# Data Collection
Both data sources need subscriptions, no fees needed tho
- Trade data come from BACI, a modified version of UNCOMTRADE data
    - BACI does not provide service trade, only UNCOMTRADE does
- Tariff data come from WITS TRAIN, use _Tariff and Trade Analysis_ under the _Advanced Query_ tab to get Effective Applied Tariff data
    - https://wits.worldbank.org/wits/wits/witshelp/content/data_retrieval/p/intro/c2.types_of_tariffs.htm

In [2]:
import pandas as pd 
import numpy as np
import os
import re
import copy
import time
import csv

# BACI
### Country Concordance
- Trade data of ‘Asia, not elsewhere specified’ (iso 490), is a good proxy for trade of Taiwan. In theory trade data for territories belonging to Asia, but not specified by country, could end up in this category, but in practice, only trade of Taiwan is included under this code, except for a couple of reporters. Use 490 as a proxy.
   
    
-  <font color='red'> Note that starting in the 2024Jan release, BACI adopted country spellings from UNComtrade which marks the end year of those dissovled countries or unions that are not used for reporting
    - 58 Belgium-Luxembourg (...1998); Belgium and Luxembourg are aggregated in BACI, because some countries do not distinguish between them in their declarations. The BACI procedure reconciles trade declaration of importers and exporters, so we have to aggregate the two countries in order to use all the trade declarations. Use their GDP to disaggrate.
    - 711 Southern African Customs Union (...1999); In BACI, we aggregate SACU countries in order to make the harmonization of imports and exports declarations.
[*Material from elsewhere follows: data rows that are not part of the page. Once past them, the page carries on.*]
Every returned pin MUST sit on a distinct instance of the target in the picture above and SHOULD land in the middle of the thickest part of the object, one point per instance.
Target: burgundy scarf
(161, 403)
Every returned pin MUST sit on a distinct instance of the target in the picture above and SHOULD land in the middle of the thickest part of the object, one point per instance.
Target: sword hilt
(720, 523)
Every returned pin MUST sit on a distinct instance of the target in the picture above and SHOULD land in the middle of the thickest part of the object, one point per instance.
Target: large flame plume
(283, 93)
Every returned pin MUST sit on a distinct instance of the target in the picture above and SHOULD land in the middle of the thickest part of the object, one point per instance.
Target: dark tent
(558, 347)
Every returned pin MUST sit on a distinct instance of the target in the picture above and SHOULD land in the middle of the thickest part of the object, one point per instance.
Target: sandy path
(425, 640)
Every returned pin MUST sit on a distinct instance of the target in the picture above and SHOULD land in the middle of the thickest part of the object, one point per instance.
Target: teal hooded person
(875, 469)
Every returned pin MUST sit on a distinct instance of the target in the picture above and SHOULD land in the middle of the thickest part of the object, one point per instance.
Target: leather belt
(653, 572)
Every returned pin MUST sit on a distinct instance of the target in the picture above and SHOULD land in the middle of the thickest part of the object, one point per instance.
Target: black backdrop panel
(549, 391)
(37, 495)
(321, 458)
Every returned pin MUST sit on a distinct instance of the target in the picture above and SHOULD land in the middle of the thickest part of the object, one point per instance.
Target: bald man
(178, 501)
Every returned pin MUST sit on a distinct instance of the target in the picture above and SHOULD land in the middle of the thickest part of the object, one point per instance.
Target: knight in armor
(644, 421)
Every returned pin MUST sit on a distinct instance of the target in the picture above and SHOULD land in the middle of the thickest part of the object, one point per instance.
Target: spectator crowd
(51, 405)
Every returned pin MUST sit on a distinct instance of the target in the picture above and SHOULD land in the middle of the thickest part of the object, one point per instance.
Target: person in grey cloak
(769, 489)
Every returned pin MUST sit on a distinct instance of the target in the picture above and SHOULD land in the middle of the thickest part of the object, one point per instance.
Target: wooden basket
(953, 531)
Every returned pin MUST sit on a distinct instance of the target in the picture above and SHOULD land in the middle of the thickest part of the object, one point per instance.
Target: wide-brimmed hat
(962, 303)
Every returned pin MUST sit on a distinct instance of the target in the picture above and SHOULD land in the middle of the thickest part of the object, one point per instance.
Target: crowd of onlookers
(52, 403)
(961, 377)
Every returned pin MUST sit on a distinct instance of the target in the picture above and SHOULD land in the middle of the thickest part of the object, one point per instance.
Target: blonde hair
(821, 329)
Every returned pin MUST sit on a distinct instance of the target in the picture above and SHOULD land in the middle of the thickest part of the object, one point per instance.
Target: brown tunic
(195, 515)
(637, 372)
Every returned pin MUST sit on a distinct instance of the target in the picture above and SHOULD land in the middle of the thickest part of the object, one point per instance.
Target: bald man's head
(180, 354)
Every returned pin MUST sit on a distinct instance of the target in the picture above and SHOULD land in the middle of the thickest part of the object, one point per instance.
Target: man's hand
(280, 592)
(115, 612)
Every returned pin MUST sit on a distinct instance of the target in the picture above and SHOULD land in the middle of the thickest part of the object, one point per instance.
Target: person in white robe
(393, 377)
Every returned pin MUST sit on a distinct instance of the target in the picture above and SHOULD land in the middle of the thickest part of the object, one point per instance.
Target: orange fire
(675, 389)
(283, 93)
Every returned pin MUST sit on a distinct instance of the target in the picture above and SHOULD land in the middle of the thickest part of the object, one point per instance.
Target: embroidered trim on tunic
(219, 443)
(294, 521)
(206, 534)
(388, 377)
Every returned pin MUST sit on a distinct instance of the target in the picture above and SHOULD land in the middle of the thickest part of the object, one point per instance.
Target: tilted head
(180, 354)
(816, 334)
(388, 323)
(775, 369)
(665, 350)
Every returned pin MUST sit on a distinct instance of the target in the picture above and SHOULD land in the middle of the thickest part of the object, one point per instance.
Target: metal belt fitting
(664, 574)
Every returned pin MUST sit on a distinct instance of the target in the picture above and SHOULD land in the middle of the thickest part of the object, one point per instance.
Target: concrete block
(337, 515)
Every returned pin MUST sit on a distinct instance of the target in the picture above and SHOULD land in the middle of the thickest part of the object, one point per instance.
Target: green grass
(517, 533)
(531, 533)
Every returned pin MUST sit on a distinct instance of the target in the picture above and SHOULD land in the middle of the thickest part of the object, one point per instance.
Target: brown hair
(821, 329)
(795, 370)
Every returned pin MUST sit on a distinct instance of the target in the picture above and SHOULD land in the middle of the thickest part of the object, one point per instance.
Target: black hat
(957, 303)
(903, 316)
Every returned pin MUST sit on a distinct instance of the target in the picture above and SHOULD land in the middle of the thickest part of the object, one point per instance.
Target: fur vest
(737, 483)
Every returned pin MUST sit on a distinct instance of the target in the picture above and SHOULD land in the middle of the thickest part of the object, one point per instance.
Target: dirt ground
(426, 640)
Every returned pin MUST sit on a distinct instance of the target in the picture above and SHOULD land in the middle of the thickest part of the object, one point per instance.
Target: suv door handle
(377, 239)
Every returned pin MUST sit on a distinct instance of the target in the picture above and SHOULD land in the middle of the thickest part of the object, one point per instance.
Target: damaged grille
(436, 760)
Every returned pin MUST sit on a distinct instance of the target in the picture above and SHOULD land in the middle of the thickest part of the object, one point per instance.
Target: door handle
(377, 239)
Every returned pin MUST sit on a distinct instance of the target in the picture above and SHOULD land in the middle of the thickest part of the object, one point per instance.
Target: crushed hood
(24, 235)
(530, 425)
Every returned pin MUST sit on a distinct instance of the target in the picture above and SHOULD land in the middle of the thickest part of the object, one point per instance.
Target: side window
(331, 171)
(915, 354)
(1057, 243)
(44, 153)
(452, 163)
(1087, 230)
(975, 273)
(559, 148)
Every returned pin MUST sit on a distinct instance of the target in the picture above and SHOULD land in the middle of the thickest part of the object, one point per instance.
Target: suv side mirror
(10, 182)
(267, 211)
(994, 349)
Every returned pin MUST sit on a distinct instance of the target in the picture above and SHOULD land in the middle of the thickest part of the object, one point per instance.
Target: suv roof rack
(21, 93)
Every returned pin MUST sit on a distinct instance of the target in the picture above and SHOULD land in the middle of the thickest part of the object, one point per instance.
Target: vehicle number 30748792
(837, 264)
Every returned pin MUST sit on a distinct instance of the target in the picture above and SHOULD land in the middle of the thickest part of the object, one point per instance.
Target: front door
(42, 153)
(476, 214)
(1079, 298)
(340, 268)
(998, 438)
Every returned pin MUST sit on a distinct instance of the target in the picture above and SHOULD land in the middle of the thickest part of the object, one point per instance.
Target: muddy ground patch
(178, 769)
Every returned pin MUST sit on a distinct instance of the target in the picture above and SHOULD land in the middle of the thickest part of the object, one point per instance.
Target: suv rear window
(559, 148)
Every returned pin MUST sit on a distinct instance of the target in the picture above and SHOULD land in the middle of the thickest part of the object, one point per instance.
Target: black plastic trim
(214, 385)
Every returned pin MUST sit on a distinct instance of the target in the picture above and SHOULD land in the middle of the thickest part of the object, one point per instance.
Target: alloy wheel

Indeed, some countries do not report trade with each SACU country individually, but with SACU as a whole. It means that Botswana, Lesotho, Namibia, South Africa and Eswatini (Swaziland) are recorded as SACU (code 711). Use each country's GDP to disaggrate.

    
- Trade values for some countries include more territories
    - USA, Puerto Rico and US Virgin Islands
        - starting in 2024 version, BACI just says USA; It's trade is facilitated by US customs system.
    - Switzerland, Liechtenstein
    - France, Monaco 
        - starting in 2024 version, BACI just says France;
    - As always, IFs do not put Macao under Mainland, China

In [3]:
### get a set of all product codes as well as country codes in BACI
h0_baci = set()
c_baci = set()
baci_list = os.listdir("data/BACI_HS92_V202401b/")
years = [str(y) for y in range(1995,2023)]
for y in years:
    dt = pd.read_csv(f"data/BACI_HS92_V202401b/BACI_HS92_Y{y}_V202401b.csv", encoding = "latin-1")
    h0_baci = h0_baci | set(dt.k)
    c_baci = c_baci | set(dt.i) | set(dt.j)
    #dt_sample = dt.iloc[:1000,].copy()
del dt

In [6]:
### concordance for country names
baci_country = pd.read_csv("data/BACI_HS92_V202401b/country_codes_V202401b.csv", encoding = "latin-1")
ifs_country = pd.read_excel("concordance/ccode_Comtrade_BACI_WITS_20241113.xlsx")
ifs_country = ifs_country[["BACI","Country"]].dropna()
# for c in ifs_country.BACI:
#     if c not in baci_country.country_name.unique():
#         print(c)
baci_ifs = dict(zip(ifs_country.BACI, ifs_country.Country))
baci_code_to_name = dict(zip(baci_country.country_code, baci_country.country_name))
# baci_country["Country_IFs"] = baci_country["country_name_full"].map(baci_ifs)
# baci_ifs = baci_country[["country_code", "Country_IFs"]].dropna()
# baci_ifs =  dict(zip(baci_ifs.country_code, baci_ifs.Country_IFs))

### Product Code
- Code sequence, 1988/92 H0, 1996 H1, 2002 H2, 2007 H3, 2012 H4, 2017 H5, 2022 H6...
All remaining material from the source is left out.